Bir yakınım, her telefon açtığında, sakın ameliyat olmayasın, diyor. Filan oldu, 5 defa bıçağın altına yattı, diyor. Bu defa, ilk hastalığımın tespit edildiği bir sene öncesine gidiyorum. Yaptıklarımı bir bir izah ediyorum. İlk tespiti yapan doktorumun şaşırtıcı davranışlarının beni hayattan kopardığını, 2 ay ömür biçecekmiş gibi davranışı karşısında hayata birkaç aylığına küstüğümü hatırlıyor, o yakınıma bu durumu aynen izah ediyorum. Orada da, eşim ağlamıştı. Metanetli olmasını istemiştim. Dahiliyecinin tavsiyeyle gönderdiği Kemoterapi uzmanı doktor, dahiliyecinin aksine bana Terapi gibi geldi. Hemen Kemoterapiye başlamamız gerek, dedi. Kalın bağırsakta tümör var. Ameliyatla alıp, onunla uğraşırsak, karaciğeri tamamen sarmış olan tümörlere en az bir ay müdahale edemeyeceğimizden karaciğeri kaybedebiliriz. O nedenle Kemoterapi şart, dedi. 3 gün süren var, bu 3 günde karar ver, dedi. Kendisine inandığımı önce Allah’a sonra kendisine tabii ve teslim olacağımı söyledim. Yine bu arada, kızımın ısrarı üzerine iyi bir cerrah olan benim çok iyi tanıdığım ama ısrar üzerine gittiğim, danıştığım genel cerrahın acilen ameliyat deyişine pek sıcak bakmadım. Ancak dahiliye mütehassısının biçtiği 2 aylık ömür sözü de gerçekleşebilir. Bütün bunlar bizim belirlenmiş olan ömrümüzü, ne uzatabilir, ne de kısaltabilir. Bana tavsiyede bulunan doktorlardan biri, acilen ameliyat diyordu, diğeri Kemoterapi diyordu.
Ben ameliyat yerine Kemoterapiyi seçtim. 3 günü beklemeden Kemoterapi diyen doktoruma gittim. Benim elimde bir sihirli değnek yoktu.
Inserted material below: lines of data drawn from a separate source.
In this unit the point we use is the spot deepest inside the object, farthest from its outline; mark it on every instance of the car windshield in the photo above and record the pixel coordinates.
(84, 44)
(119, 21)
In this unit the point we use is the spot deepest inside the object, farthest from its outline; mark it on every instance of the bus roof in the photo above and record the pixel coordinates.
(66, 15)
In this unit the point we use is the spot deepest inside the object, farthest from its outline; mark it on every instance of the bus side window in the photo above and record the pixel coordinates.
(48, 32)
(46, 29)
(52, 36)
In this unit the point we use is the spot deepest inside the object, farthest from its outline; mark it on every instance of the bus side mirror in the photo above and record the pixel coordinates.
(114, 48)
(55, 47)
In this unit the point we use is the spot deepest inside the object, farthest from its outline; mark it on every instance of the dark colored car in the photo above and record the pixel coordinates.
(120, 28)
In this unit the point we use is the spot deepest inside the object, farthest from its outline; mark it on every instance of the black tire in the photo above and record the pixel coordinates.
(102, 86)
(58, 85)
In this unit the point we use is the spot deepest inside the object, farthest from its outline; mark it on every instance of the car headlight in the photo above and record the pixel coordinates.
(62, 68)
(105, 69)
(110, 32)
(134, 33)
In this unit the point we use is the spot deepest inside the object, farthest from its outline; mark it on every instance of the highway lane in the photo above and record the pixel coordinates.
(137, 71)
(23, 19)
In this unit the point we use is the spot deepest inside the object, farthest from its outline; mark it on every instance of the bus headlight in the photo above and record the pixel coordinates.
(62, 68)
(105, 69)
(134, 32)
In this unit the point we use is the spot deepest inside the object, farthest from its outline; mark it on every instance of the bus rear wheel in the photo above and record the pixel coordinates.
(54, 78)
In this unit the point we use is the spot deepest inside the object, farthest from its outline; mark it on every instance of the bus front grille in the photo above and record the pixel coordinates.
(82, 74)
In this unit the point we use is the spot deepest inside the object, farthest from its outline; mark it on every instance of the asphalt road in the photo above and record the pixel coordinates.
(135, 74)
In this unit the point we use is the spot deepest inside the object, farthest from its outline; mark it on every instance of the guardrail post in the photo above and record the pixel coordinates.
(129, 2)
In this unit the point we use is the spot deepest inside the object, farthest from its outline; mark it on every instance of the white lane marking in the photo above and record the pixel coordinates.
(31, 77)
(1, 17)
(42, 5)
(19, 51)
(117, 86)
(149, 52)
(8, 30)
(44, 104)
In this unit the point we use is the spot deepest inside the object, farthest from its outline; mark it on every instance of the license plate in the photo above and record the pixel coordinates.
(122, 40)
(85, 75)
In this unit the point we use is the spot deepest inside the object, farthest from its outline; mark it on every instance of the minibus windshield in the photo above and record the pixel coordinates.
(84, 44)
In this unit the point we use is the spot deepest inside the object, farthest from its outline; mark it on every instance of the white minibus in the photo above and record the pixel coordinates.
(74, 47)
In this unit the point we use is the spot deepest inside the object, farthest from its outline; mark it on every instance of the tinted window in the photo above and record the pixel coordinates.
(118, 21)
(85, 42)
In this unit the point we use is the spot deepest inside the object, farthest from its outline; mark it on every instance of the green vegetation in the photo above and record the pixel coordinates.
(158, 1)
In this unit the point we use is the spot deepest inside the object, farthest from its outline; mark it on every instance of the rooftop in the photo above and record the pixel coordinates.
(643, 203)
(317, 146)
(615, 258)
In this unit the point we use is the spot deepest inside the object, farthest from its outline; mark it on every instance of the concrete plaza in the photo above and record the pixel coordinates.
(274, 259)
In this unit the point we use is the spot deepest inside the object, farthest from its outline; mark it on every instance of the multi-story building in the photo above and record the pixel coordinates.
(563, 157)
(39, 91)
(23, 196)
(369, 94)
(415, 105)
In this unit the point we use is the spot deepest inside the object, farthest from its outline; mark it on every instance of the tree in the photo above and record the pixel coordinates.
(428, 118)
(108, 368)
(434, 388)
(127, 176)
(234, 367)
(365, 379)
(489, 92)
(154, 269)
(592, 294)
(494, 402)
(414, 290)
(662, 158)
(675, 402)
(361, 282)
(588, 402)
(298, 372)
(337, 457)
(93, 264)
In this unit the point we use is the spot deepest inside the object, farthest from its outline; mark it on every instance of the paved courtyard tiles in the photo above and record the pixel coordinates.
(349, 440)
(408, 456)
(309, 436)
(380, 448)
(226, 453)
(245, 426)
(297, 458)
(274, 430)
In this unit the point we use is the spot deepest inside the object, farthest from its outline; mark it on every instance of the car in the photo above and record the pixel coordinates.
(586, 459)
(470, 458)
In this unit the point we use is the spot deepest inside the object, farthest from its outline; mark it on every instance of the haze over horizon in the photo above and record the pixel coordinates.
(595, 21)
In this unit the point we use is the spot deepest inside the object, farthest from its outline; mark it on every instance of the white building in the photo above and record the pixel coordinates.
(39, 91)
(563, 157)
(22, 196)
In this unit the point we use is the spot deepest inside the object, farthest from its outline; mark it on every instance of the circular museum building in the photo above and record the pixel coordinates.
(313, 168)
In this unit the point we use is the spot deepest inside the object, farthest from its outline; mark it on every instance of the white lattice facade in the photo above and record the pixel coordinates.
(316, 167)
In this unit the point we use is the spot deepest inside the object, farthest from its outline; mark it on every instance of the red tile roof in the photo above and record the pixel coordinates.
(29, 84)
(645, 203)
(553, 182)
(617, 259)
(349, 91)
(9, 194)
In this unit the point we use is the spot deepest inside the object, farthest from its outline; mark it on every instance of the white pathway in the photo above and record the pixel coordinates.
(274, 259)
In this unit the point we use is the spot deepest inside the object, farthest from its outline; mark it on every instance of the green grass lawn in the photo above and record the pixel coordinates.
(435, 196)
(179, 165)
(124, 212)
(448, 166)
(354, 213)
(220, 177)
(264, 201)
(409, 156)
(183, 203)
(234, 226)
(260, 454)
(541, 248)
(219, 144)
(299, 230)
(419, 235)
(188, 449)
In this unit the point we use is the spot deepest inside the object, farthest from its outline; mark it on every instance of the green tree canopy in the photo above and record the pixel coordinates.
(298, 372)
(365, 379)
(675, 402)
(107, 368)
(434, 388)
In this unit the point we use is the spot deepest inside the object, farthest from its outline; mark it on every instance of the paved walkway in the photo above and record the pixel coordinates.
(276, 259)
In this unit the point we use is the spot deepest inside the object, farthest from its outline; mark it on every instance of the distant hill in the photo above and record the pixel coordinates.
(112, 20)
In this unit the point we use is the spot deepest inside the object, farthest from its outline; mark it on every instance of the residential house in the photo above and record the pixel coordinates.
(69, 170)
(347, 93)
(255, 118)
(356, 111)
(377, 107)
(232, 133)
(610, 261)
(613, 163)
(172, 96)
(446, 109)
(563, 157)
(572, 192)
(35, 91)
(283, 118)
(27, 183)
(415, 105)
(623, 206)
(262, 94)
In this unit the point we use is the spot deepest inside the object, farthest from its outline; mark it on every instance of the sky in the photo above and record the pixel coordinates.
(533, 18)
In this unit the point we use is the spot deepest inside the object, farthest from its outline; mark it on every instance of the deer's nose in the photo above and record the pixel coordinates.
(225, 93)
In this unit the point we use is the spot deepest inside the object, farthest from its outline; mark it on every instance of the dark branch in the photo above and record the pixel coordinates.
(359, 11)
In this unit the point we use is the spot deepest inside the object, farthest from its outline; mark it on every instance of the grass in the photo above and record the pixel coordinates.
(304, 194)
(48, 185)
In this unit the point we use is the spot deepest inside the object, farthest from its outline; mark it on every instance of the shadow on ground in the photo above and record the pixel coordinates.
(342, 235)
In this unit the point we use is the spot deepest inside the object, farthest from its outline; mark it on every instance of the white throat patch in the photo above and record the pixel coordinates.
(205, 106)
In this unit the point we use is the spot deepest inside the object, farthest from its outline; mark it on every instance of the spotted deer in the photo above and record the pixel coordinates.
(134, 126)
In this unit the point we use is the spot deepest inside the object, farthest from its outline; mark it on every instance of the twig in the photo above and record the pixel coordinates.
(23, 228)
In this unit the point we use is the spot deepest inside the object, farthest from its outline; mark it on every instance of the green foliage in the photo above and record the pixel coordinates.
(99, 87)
Seçim Allah’ın seçtiği doğrultusunda ilerliyordu, yakınımın etkisiyle değil! Ama ne var ki, doğrusu bende ameliyattan kaçıyordum. Allah tarafından verilen o cüz’i irademle ameliyat istemiyordum. Bazen birilerinin etkisiyle yanlış karar verdiğin olur. İlerde onun dediği de çıkabilir. Bazen de, doktor aldığı kararda yanılabilir. Hatta hastalığın teşhisinde geciktiği olur. Hasta sahibi, filan doktorun yüzünden eşimi kaybettim, der. Ayrıca tavsiyeyi yapan yakınımın her aradığında tekrar ettiği, “Sakın ameliyat olma!” sözü de doğru olabilir. Sonuç onun dediği gibi neticelenebilir. Ardından ‘Bak! Ben sana demedim mi?’ denilir.
Buna ne demeli? Bir başka yakınım, demişti ki, “Sakın Kemoterapi alma! Babam da kanserdi, Kemoterapi aldı. Her gün azap çekiyordu. Almıyorum, almayacağım.” dedi. Şu an Kemoterapi almıyor. Şimdi çok rahat. Hangisi doğru acaba! Ben hangisinin dediğine uyayım. Hiçbirine! Aklıma uyuyorum, kalbimi dinliyorum, mantığımı yokluyorum ve en önemlisi Allah’ıma sığınmışım, cüz’i irademle seçtiğim bir tedavi var, onunla yetiniyorum ve ‘Baharı göremeyebilirdi…’ diyen doktorumun dediğine uyuyorum.